Summary of the First Tetrahymena Genome Project meeting

 

The First Tetrahymena Genome Project Meeting took place in Chicago, IL on October 16, 1999. Its purpose was to outline and organize the Tetrahymena genome-sequencing project. It was convened by the participants of the August 1999 Ciliate Genomics Workshop, held in conjunction with the FASEB (international) conference on Ciliate Molecular Biology. The Chicago meeting was attended by 10 established investigators from the US and Canada.

 

The Tetrahymena genome sequence will have important scientific significance for reasons that include its value as a free-living, microbial animal model system for biomedical research and the comparative genomics potential conferred by its key evolutionary distance from other eukaryotes whose genome have been -- or are being -- sequenced. The group reaffirmed the FASEB Genomics Workshop decision to give the highest priority to the complete sequencing and annotation of the entire 200 Mb macronuclear (MAC) genome, i.e. the expressed or somatic genome.

 

It was agreed that macronuclear DNA should be used as the primary source of DNA for shotgun sequencing. The genome is roughly 15 times smaller than the human or mouse genome. It is small enough, and repeated sequences are sufficiently rare, to be sequenced entirely by whole-genome shotgun sequencing, using currently available technology. The entire project could probably be finished in three to four years. Only large sequencing centers could do the job in the short time and with the cost savings made possible by automation. The most valuable sequence information, i.e., genes, should become available as quickly as possible to the scientific community. Thus, a rough draft consisting of raw sequencing and automated electronic assembly and annotation would have high priority. All the sequence data obtained through this project should be placed in the public domain and it should be available free of charge and other restrictions for use in not-for-profit scientific research. Preliminary discussions with officers at NIH have yielded encouragement for at least an initial pilot project. Additional funding possibilities will be explored. The group also discussed useful proposals of reduced scope if the availability of funds dictates slower progress for the project.

 

Progress regarding other important Tetrahymena genomic resources was reviewed. These projects are regarded as investigator-initiated research projects that can be submitted, reviewed and funded through the normal research grant mechanism. Funded projects currently generating important genomic resources include: physical and deletion mapping of the genome, and antisense-mediated mutagenesis. Efforts to clone mutant genes by complementation or recombination rescue are also underway.
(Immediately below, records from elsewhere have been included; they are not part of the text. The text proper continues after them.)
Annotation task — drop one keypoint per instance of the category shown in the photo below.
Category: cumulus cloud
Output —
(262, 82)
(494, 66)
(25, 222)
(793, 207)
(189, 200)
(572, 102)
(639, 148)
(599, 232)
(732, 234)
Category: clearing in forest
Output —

Projects at earlier stages of implementation include: complete, large-insert (BAC and YAC) genomic libraries; a complete library of MAC telomere-adjacent inserts; faster genetic mapping of mutant genes to MAC chromosomes; inducible-repressible promoter systems; complete sequence of the MIC DNA segment that corresponds to a MAC chromosome; and Tetrahymena EST projects. Resources also discussed included a genome database and bioinformatics, a course in Tetrahymena-specific genetics and molecular biology, and an electronic bulletin board for the quick exchange of data and ideas.

 

Ed Orias was selected to be the Coordinator of the project. He will have primary responsibility for securing funding and sequencing facilities, as well as for the preparation and submission of project proposals. He will continue to work closely with Peter Bruns and Marty Gorovsky, and with the group attending the Chicago meeting, constituted as a Steering Committee. Major decisions about the project will be made after consulting with the entire Ciliate community.